Gitea Notes

Posted on Mon 25 August 2025 in lessons

Here are some notes on using Gitea as a git forge and issue tracker after using it for around 6 months.

The Good

In general, everything pretty much works as expected, and I didn't run into any problems provisioning it..

  • It's mostly deployed as a single go executable on the git server, and then a single go executable on each build server.

    There were no external dependencies to wrangle, or pull you down into dependency hell.

  • I didn't run into any issues porting my existing repos into Gitea.

    After that the workflow feels like using GitLab or GitHub.

    For the most part, it works, and it's been a joy.

  • The workflow support mirrors GitHub actions a bit too closely, as per below, but for the most part, workflows are working as expected.

  • Template repos work surprisingly well, as per below.

The Bad/Ugly

Most of these are minor UI choices Gitea made that I don't like. There's certainly nothing here to force me to switch to another forge.

  • I don't really like that issues have to be opened against a repo, and that there's not a good way to move issues between repos.

    If you end up opening an issue against the wrong repo, you have to close the first issue and open a second issue in the correct repo.

  • For some reason, I always have trouble adding new users to a repo.

    It's done through the https://<git-server>/<organization-name>/<repo-name>/settigs/collaboration page.

    You can also define a collection of users called a 'team' for an organization at https://<git-server>/<organization-name>/teams and then add the team to the repo.

    I don't like the 'collaborator' terminology since it makes me feel like a quisling. 🤷

  • Gitea will convert issue instances to links, but you have to use a kludgy '<organization-name>/<repo-name>#<issue-number>' format.

    It would be better if the organization-name and repo-name weren't needed and defaulted to the current repo's values.

  • I always have trouble finding the commit graph for a repo.

    Go to the '<> Code' link for the repo, then the 'Commits' link, and there should be a 'Commit Graph' link next to the branch name.

    It should also be available at https://<gitea-server>/<org-name>/<repo-name>/graph.

  • Setting up branch protection was a little hard.

    To do it, go the Settings for the repo, then click the 'Branch' button, then click on the 'Add New Rule' button.

    I enabled the 'Require Signed Commits' and 'Enable Status Check' checks.

    The Status check pattern format is '<name of .gitea/workflows workflow> /  < job name> (<git trigger>)'.

    For example, my workflow file looks like below, making the status check 'On Push Workflows / On-Push-Job (push)".

    If you've already triggered the workflow, it should show up on the page in a text box below the setting.

    name: On Push Workflow
    run-name: ${{ gitea.actor }} pushed out some changes. 🚀
    on:
      push:
        branches:
          - "*"
    
    jobs:
      On-Push-Job:
    <<clipped the rest of the workflow>>
    

The Surprising

I ran into one pleasant surprise and two that weren't as pleasant.

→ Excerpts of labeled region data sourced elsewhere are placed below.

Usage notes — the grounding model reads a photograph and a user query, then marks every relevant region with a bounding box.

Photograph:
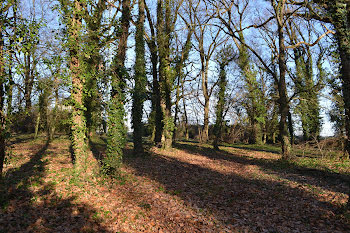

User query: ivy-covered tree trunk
[173,29,192,142]
[67,0,87,174]
[235,32,266,144]
[213,64,227,150]
[132,0,147,156]
[277,21,292,160]
[104,0,131,171]
[0,25,6,178]
[201,61,210,142]
[157,0,174,149]
[145,0,163,144]
[84,0,106,137]
[330,0,350,210]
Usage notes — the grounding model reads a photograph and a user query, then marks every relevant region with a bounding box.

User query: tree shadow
[124,149,350,232]
[219,141,281,154]
[175,143,350,193]
[0,137,108,232]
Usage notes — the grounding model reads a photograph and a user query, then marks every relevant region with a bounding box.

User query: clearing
[0,135,350,232]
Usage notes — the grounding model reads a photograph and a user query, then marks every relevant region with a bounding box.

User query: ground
[0,135,350,232]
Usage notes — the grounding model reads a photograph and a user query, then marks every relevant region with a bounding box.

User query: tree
[145,0,163,144]
[83,0,106,137]
[213,46,235,150]
[60,0,87,174]
[132,0,147,155]
[173,25,193,142]
[104,0,131,174]
[183,0,227,142]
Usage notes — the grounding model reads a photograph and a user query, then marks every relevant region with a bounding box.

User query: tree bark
[0,26,6,178]
[277,9,292,160]
[132,0,147,156]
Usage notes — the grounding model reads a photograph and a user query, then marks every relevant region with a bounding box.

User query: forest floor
[0,135,350,232]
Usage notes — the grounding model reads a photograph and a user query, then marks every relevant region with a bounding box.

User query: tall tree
[145,1,163,144]
[213,46,234,150]
[184,0,226,142]
[157,0,174,149]
[60,0,87,174]
[104,0,131,173]
[132,0,147,155]
[83,0,107,137]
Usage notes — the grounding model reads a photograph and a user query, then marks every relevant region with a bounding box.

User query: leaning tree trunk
[0,25,6,178]
[202,65,210,142]
[132,0,147,156]
[104,0,131,169]
[278,21,292,160]
[69,0,87,174]
[334,7,350,210]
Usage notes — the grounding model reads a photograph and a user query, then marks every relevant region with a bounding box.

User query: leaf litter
[0,136,350,232]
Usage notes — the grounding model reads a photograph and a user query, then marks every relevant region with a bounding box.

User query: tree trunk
[132,0,147,156]
[34,109,41,139]
[288,110,294,145]
[0,25,6,178]
[69,0,87,174]
[157,0,174,150]
[278,24,292,160]
[173,74,182,143]
[104,0,131,169]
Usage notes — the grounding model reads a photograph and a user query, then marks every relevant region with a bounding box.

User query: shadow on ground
[175,143,350,193]
[124,144,350,232]
[0,138,107,232]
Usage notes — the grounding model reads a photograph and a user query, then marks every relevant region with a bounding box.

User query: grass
[219,140,350,174]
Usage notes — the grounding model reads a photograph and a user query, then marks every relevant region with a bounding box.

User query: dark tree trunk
[132,0,147,156]
[278,24,292,160]
[0,25,6,178]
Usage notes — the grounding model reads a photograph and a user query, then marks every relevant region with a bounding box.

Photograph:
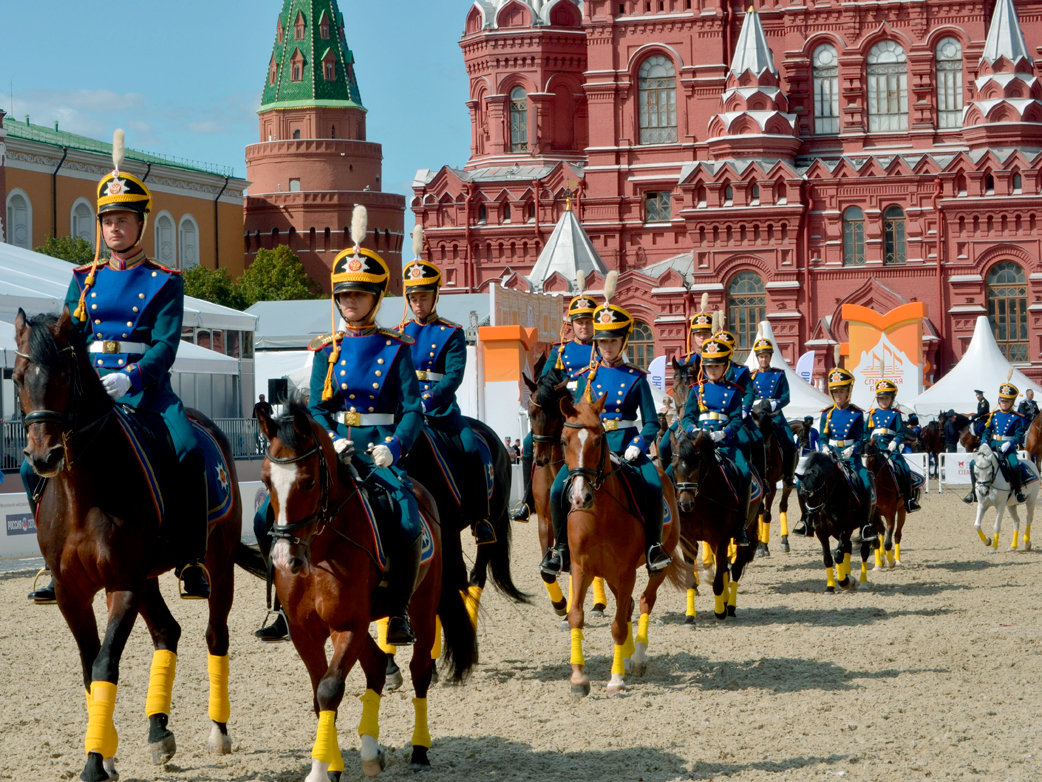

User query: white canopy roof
[912,315,1042,420]
[745,320,833,421]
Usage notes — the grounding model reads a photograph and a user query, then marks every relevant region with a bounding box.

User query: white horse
[973,443,1039,551]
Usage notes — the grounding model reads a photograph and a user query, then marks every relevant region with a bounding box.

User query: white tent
[912,315,1042,421]
[745,320,833,422]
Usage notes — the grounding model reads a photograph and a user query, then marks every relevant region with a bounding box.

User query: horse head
[560,394,610,511]
[672,430,716,513]
[11,307,113,478]
[257,399,343,576]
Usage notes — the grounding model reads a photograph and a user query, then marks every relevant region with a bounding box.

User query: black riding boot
[963,464,976,504]
[388,536,420,646]
[175,455,209,600]
[539,496,571,576]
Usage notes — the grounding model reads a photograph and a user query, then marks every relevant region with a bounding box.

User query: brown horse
[13,308,242,782]
[258,401,477,782]
[672,432,761,619]
[860,443,907,582]
[561,396,684,697]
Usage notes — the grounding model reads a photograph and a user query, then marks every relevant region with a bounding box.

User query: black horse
[799,451,884,592]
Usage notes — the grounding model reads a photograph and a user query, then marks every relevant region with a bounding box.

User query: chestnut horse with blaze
[561,396,685,697]
[13,308,242,782]
[258,401,477,782]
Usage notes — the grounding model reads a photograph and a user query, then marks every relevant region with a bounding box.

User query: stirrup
[177,562,209,601]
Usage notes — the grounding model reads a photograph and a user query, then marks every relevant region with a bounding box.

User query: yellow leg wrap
[622,621,637,657]
[376,621,395,655]
[634,614,650,646]
[463,586,481,628]
[358,689,380,738]
[145,649,177,717]
[571,628,586,665]
[312,710,343,764]
[206,655,231,723]
[83,682,119,758]
[413,698,430,750]
[612,643,626,676]
[430,616,442,660]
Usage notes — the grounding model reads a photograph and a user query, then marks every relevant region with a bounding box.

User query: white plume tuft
[351,203,369,247]
[413,223,423,259]
[113,128,126,171]
[604,269,619,304]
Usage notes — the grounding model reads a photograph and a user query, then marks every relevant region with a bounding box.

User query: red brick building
[413,0,1042,381]
[245,0,405,294]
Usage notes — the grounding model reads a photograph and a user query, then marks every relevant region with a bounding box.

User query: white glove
[101,372,130,399]
[373,445,394,467]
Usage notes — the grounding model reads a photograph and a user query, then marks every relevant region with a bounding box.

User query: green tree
[237,244,323,307]
[36,237,94,266]
[183,266,246,310]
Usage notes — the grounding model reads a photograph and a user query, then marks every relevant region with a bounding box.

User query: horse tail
[438,567,477,684]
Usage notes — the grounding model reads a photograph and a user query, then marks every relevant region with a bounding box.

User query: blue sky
[0,0,470,221]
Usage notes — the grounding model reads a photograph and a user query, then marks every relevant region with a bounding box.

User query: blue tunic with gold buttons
[308,326,423,542]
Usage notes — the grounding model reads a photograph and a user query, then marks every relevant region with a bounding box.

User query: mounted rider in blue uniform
[511,281,597,521]
[659,302,713,478]
[866,378,920,513]
[752,337,797,486]
[540,291,673,576]
[398,226,496,545]
[680,336,752,545]
[963,383,1027,503]
[21,130,209,602]
[818,367,875,539]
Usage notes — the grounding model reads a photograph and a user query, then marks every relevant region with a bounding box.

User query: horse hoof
[408,744,430,766]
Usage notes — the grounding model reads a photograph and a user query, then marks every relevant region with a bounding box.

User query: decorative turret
[963,0,1042,149]
[709,6,799,162]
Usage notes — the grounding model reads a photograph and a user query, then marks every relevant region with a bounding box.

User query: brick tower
[245,0,405,294]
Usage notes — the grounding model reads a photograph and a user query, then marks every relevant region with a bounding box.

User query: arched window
[155,212,177,268]
[626,320,654,369]
[883,206,908,264]
[177,215,199,271]
[511,87,528,152]
[937,38,963,127]
[637,54,676,144]
[727,271,767,352]
[7,190,32,250]
[868,41,909,131]
[843,206,865,266]
[69,198,97,246]
[985,261,1028,362]
[813,44,840,136]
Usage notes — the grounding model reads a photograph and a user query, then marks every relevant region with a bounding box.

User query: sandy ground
[0,490,1042,782]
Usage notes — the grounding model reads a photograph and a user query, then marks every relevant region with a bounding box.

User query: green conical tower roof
[259,0,365,112]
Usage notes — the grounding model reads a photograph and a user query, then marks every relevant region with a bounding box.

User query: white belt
[86,340,151,353]
[332,410,394,426]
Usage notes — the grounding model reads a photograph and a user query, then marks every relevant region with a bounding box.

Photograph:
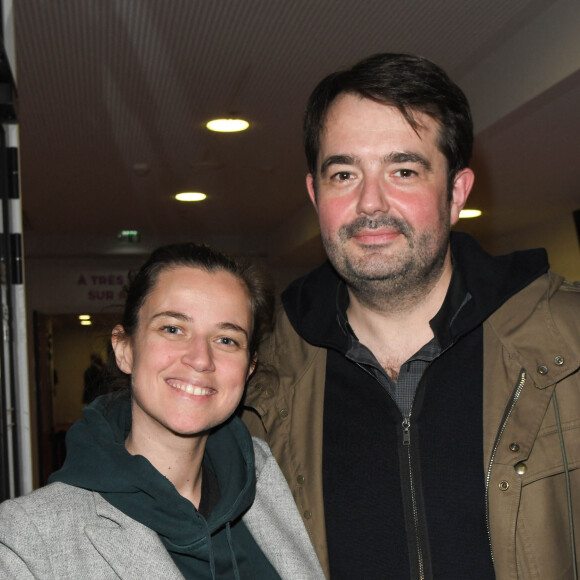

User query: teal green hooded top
[50,392,279,580]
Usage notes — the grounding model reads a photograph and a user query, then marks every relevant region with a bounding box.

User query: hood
[50,392,255,557]
[282,232,549,350]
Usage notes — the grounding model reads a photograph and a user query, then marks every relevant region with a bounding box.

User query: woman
[0,244,323,580]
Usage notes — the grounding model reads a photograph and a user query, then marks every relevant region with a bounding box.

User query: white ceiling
[7,0,580,268]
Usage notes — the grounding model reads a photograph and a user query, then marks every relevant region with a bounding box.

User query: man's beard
[323,209,450,309]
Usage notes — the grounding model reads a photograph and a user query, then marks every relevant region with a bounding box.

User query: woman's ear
[111,324,133,375]
[246,354,258,381]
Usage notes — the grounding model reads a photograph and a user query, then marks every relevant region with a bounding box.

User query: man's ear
[306,173,318,213]
[111,324,133,375]
[449,167,475,225]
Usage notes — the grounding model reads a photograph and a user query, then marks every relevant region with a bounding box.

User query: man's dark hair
[304,53,473,193]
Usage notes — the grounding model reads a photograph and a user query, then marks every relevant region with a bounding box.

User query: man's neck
[347,256,452,376]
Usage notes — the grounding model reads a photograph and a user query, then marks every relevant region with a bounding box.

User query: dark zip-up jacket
[245,233,580,579]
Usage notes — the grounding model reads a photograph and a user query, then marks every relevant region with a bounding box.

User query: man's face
[307,94,473,294]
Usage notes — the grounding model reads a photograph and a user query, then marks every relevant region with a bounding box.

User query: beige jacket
[243,273,580,580]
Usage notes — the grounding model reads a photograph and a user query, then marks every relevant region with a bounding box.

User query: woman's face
[113,266,253,435]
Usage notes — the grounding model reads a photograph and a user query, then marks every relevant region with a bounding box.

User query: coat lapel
[85,493,183,580]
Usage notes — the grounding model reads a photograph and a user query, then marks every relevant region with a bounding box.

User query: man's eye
[395,169,417,178]
[332,171,352,181]
[161,325,181,334]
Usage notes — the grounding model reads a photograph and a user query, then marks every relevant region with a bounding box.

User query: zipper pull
[403,417,411,445]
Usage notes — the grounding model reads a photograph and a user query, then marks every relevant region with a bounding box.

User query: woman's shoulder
[0,482,95,525]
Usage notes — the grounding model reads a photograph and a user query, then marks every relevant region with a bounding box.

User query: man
[245,54,580,580]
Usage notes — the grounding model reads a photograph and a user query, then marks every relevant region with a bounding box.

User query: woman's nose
[182,337,215,373]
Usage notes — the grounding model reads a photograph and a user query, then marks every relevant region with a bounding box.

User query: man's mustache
[338,215,412,240]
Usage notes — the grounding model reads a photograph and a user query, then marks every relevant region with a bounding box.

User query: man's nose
[357,175,390,215]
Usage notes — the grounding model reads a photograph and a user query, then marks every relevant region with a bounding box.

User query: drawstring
[226,522,241,580]
[552,389,578,580]
[206,523,216,580]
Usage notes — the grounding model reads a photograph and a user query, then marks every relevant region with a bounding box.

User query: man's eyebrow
[320,155,356,175]
[385,151,431,171]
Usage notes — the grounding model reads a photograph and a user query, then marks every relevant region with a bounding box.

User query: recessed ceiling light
[459,209,481,218]
[206,119,250,133]
[175,191,207,201]
[117,230,141,244]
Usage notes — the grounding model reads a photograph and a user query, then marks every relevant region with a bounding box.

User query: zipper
[402,413,425,580]
[351,359,425,580]
[485,369,526,563]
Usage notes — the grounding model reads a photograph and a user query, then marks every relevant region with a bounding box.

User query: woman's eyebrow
[151,310,192,322]
[218,322,248,338]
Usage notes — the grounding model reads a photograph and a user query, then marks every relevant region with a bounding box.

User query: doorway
[34,312,120,486]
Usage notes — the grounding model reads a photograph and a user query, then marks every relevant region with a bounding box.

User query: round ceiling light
[206,119,250,133]
[459,209,481,218]
[175,191,207,201]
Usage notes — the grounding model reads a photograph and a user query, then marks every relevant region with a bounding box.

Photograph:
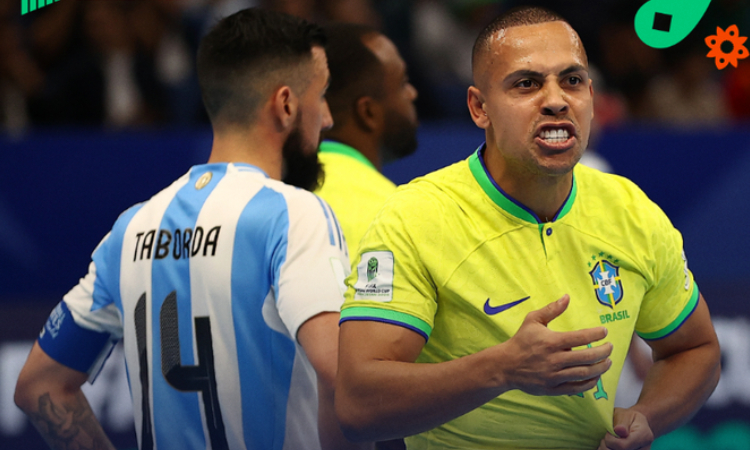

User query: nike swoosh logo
[484,295,531,316]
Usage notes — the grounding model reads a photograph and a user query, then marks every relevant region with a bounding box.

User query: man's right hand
[498,294,612,395]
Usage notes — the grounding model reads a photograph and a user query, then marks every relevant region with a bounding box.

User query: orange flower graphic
[706,25,749,70]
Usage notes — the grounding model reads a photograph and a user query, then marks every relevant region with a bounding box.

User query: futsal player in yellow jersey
[316,23,418,256]
[315,141,396,257]
[336,8,720,450]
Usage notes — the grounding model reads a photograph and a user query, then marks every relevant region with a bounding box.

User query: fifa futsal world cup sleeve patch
[38,301,111,373]
[354,251,393,302]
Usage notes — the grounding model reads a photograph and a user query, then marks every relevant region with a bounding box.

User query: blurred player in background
[317,23,418,255]
[16,9,374,450]
[336,4,720,450]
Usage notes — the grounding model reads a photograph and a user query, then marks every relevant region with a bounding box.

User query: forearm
[336,349,508,441]
[633,342,721,437]
[318,382,375,450]
[23,389,115,450]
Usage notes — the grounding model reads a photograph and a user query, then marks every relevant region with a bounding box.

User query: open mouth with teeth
[539,128,570,144]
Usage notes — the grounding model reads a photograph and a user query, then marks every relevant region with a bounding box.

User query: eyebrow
[503,64,588,82]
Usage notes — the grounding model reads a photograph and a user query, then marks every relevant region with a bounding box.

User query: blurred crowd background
[0,0,750,135]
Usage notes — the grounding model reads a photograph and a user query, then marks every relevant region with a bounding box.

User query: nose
[542,83,569,116]
[320,100,333,131]
[409,83,419,101]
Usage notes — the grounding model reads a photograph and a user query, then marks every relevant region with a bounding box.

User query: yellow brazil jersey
[341,149,698,450]
[315,141,396,258]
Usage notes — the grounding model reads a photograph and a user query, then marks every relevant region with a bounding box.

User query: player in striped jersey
[16,9,368,450]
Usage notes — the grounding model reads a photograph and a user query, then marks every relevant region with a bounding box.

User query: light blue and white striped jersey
[39,163,349,450]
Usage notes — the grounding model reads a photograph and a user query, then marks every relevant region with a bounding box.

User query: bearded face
[282,113,324,191]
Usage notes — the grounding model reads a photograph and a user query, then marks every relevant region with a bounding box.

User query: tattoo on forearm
[29,393,114,450]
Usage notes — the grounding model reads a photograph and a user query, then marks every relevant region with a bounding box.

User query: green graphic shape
[21,0,58,15]
[635,0,711,48]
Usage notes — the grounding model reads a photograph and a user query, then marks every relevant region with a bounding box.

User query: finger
[552,342,614,369]
[555,327,609,349]
[615,425,630,438]
[552,358,612,384]
[526,294,570,327]
[546,377,599,395]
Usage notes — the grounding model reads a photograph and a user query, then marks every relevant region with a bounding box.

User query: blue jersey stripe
[91,203,143,314]
[232,187,295,450]
[327,204,348,254]
[151,165,226,448]
[315,195,336,245]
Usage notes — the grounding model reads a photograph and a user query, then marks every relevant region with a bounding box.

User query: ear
[466,86,491,130]
[354,96,385,133]
[271,86,299,131]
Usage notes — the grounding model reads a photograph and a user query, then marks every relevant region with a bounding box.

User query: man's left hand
[597,408,654,450]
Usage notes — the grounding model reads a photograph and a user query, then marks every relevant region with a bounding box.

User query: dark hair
[471,6,586,74]
[196,8,326,126]
[325,23,385,128]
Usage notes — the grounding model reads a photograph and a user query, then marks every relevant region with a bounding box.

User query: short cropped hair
[196,8,326,127]
[325,23,386,128]
[471,6,587,77]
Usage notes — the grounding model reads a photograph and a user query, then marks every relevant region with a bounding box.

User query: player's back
[92,164,334,449]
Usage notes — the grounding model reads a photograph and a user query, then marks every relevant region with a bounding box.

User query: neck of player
[484,147,573,222]
[208,127,283,180]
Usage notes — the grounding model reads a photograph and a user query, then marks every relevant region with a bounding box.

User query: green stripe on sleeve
[637,280,700,340]
[341,306,432,339]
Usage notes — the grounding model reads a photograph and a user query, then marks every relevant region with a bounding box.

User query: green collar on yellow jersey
[320,140,377,170]
[469,144,578,225]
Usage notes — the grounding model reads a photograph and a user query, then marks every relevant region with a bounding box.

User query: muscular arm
[600,295,721,450]
[633,295,721,436]
[297,313,374,450]
[336,295,612,440]
[15,343,115,450]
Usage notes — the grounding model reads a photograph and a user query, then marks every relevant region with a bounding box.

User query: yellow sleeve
[341,187,440,339]
[636,205,699,339]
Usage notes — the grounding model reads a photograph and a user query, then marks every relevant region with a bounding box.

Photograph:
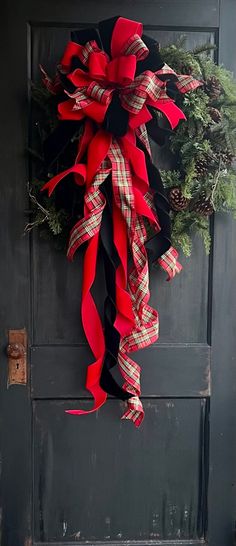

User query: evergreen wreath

  • Cloning from Gitea template repos worked really well, even working on file names.

    I had a file named test_${REPO_NAME_CAMEL}.py in the tests directory of my template repo, and Gitea successfully created the file with the correct name.

    Make sure the .gitea/template file in the template repo includes the files where the templates should be applied. It wasn't enough for me to add a tests directory .gitea/template. I had to add tests/** to get Gitea to apply the templates to everything under the tests directory.

  • Setting up Gitea to sign merge commits was a big hassle

    I spent a lot of time trying to add the key to /home/git/.gnupg, but Gitea expects the key to be at /var/lib/gitea/home/data/.gnupg.

    Thanks to Ivan's post for pointing out the correct directory.

  • I'll close with the biggest gotcha I've run into: The actions/checkout@v4 steps used to checkout repo code during .gitea/workflows was cloning the actions repo from Github.

    The whole reason for spinning up a local forge was to be able to keep working when GitHub was down, or when it was enshitttenfied past the point of usefulness.

    To avoid this GitHub dependency, I added the block below to /etc/gitea/app.ini, then created an 'actions' organization and pushed a mirror of https://github/actions/checkout.git into the 'actions' organization.

    Once I did this, and restarted Gitea, I saw the workflows cloning from https://<my-gitea-server>/actions/checkout instead of https://github/actions/checkout.

    [actions]
    DEFAULT_ACTIONS_URL = self
    

    Note the Gitea FAQs do call out this behavior so I shouldn't have been as surprised as I was.